In generale sono più favorevole al maggioritario perchè penso che sia fondamentale avere un Esecutivo forte in grado di operare riforme importanti per tutto l'arco di una legislatura, in modo che i cittadini possano veramente rendersi conto se la pate politica che hanno votato
ha prodotto dei buoni risultati.

Tuttavia mi rendo conto che in Italia è difficile avere solamente due forze politiche (laburisti e conservatori, repubblicani e democratici), perchè non si può ignorare lo spazio delle forze moderate sia nel centro-destra sia nel centro-sinistra.

In conclusione, posso dire che vorrei la formazione di un sano bipolarismo, o meglio, bipartitismo, le primarie in entrambi gli schieramenti e, ovviamente, la preferenza diretta del candidato. Il tutto in un sistema maggioritario a turno unico opppure anche doppio turno.

(Scusate la lunghezza del commento!)

Anonimo ha detto...

mah..secondo me non si può parlare di nessun sistema elettorale senza prendere in seria considerazione la situazione politica del Paese. In Italia c'è un multipartitismo estremo che non viene, correggetemi se sbaglio, eguagliato in nessun altro Stato. Non per niente con il maggioritario corretto si cercava una via di mezzo......

Luca Galvanini ha detto...

L’argomento è delicato perché rischia di rompere le alleanze tra i vari partiti all’interno delle coalizioni. Su questo tema, infatti, gli interessi in gioco avvicinano fra loro i grandi partiti, anche se appartenenti a schieramenti opposti, e li pongono in contrasto con i partiti minori che temono di essere tagliati fuori da un sistema bipolare.

Solo pochi mesi fa abbiamo assistito alla rabbia del Ministro della Giustizia Clemente Mastella che in televisione dichiarava senza giri di parole: “Mi sono sentito con Bossi e abbiamo convenuto che vogliono fotterci. In questo momento c’è grande convergenza più con Bossi che con i miei alleati”. Per pura logica di sopravvivenza i partiti minori preferiscono mantenere un sistema proporzionale anche se, per sua natura, risulta inadatto alla formazione di governi stabili e duraturi. Fino a che punto il nostro Paese può essere tenuto in scacco da personaggi il cui movimento politico non raggiunge il 2 % e che troppo spesso, una volta eletti, passano alla coalizione opposta per mero tornaconto personale? Non sono proprio questi “giochetti” di bassa politica che contribuiscono ad aumentare la sfiducia da parte della gente?

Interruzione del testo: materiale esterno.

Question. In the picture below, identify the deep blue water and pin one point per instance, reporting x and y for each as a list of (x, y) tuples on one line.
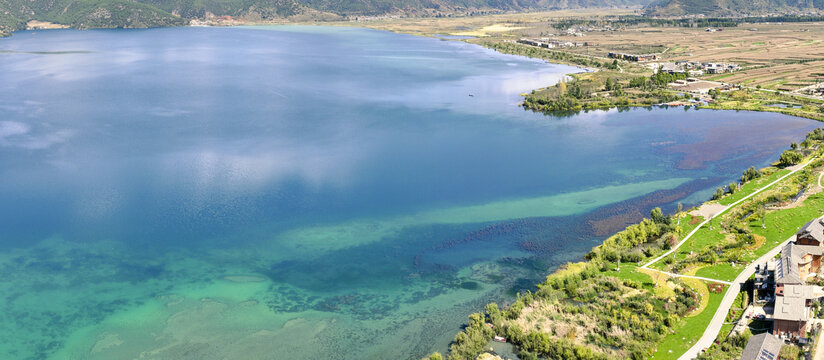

Tuttavia, la legge elettorale vigente piace anche ai partiti più grandi, perché conferisce loro il potere di nomina dei parlamentari, potere dal quale deriva la forza stessa dei partiti.

Non dobbiamo dimenticare che i cittadini italiani hanno già espresso la volontà di utilizzare un sistema maggioritario con il referendum del ‘91.
Occasione in cui, nonostante gli inviti di importanti esponenti politici ad
“andare al mare”, il cambiamento venne confermato dal 95 % dei votanti.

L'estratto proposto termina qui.